Ken Gaunt says the news leaves the game north of the border in disarray.
Scotland's Premier Division clubs are hopeful there will be a positive outcome from talks with the Scottish League management committee today in the wake of the announcement by Bell's yesterday that the firm will not be renewing their sponsorship of the domestic league at the end of the season.
Scotland's top 10 clubs are planning to break away from the league and will outline their proposals at Hampden Park.
However, there is widespread anxiety about funding among the 30 clubs outside the top flight after the decision by Bell's to pull out.
The Hibernian chairman, Lex Gold, spokesman for the Premier Division clubs, tried to allay their fears yesterday. "Wednesday's meeting presents a real opportunity to end the current uncertainty and we expect to answer any outstanding queries," he said.
"We are keen to take forward our proposals, which will benefit Scottish football as a whole, in a spirit of co-operation and have the new arrangements in place for the start of next season.
"It is clear that the status quo will continue to see a decline in the standards of the game in Scotland. Our plans have been developed to ensure that additional revenue comes in to benefit the game."
Gold added: "We have deliberately not approached potential sponsors while we are involved in discussions with other clubs, but we have already received unsolicited inquiries from two organisations. They are excited about the possibilities our proposals present and are keen to discuss potential sponsorship.
"One of those made it clear that they are examining the possibility of sponsoring not only the Scottish Premiership but also those divisions which continue to be run by the Scottish League. The initial sums mentioned are of a significant nature, underlining our commitment to bring more money into Scottish football."
Inverness Caledonian Thistle and Ross County have been with Bell's all the way after joining the league in 1994.
The Inverness secretary, Jim Falconer, said: "We are disappointed Bell's are withdrawing their support as they have been good supporters of this club and helped our progress. But I suppose their stance is understandable, considering all this talk of a breakaway league.
"The Premier Division clubs have already indicated they have a potential sponsor and that money will filter through the leagues.
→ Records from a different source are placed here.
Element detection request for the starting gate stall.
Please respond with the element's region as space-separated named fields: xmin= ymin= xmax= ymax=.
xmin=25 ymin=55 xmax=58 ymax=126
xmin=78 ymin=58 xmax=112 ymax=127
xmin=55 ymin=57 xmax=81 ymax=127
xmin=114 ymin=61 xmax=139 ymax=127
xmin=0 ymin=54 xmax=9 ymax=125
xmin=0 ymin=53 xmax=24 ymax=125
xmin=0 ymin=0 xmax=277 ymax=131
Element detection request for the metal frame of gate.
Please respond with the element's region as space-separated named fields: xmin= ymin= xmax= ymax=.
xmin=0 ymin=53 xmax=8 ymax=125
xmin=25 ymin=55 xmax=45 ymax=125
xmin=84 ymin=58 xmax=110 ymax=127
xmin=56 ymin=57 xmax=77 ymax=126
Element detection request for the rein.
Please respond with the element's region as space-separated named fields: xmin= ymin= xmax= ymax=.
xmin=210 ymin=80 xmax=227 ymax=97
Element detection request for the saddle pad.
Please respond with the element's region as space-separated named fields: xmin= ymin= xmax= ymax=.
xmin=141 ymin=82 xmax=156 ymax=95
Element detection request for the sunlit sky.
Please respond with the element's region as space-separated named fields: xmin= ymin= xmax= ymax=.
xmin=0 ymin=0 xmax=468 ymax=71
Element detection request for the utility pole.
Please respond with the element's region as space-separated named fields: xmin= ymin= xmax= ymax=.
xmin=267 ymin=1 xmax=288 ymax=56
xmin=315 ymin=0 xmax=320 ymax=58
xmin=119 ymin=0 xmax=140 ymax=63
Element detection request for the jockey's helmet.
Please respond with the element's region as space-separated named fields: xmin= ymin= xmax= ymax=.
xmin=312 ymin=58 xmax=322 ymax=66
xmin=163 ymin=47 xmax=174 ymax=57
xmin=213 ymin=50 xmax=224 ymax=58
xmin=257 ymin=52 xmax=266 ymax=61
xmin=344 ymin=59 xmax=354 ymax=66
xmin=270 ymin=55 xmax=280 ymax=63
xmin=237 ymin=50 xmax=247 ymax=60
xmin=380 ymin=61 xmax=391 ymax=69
Obviously we hope this comes to fruition."
Ewen Cameron, secretary of Alloa, is urging the breakaway group to confirm their sponsor as a matter of urgency and said: "The fact that Bell's are withdrawing their support at the end of the season is a matter of great concern. We have heard talk that the Premier Division clubs have a potential sponsor but it is all a bit vague.
"We all have budgets to meet and need to work on them at the turn of the year. It is not a job that can be left to the last week of the season."
Andy Neal, consumer marketing director of United Distillers UK, the parent company of Bell's, admitted they had withdrawn their support because of the uncertainty surrounding Scottish football.
"The company had been close to agreeing a way ahead for the sponsorship with league secretary Peter Donald," he said. "But the announcement and follow-up news conferences, with regard to the proposed breakaway, have left it unclear exactly what we would be sponsoring.
"Major organisations such as our own with clear long-term strategies and plans cannot, and will not, commit millions of pounds to projects which do not have similar consistency in direction. As United Distillers is finalising its five-year investment plans now, we cannot commit to Scottish football when its future is so unclear."
Neal added: "Our views on the future of the game were sought as part of the Deloitte Touche report but no discussions have taken place. United Distillers, like the Scottish League, only learned of their intentions at the September 9 news conference. They have not outlined their proposals to us or discussed potential sponsorship. We would have expected a call. We would have done it differently."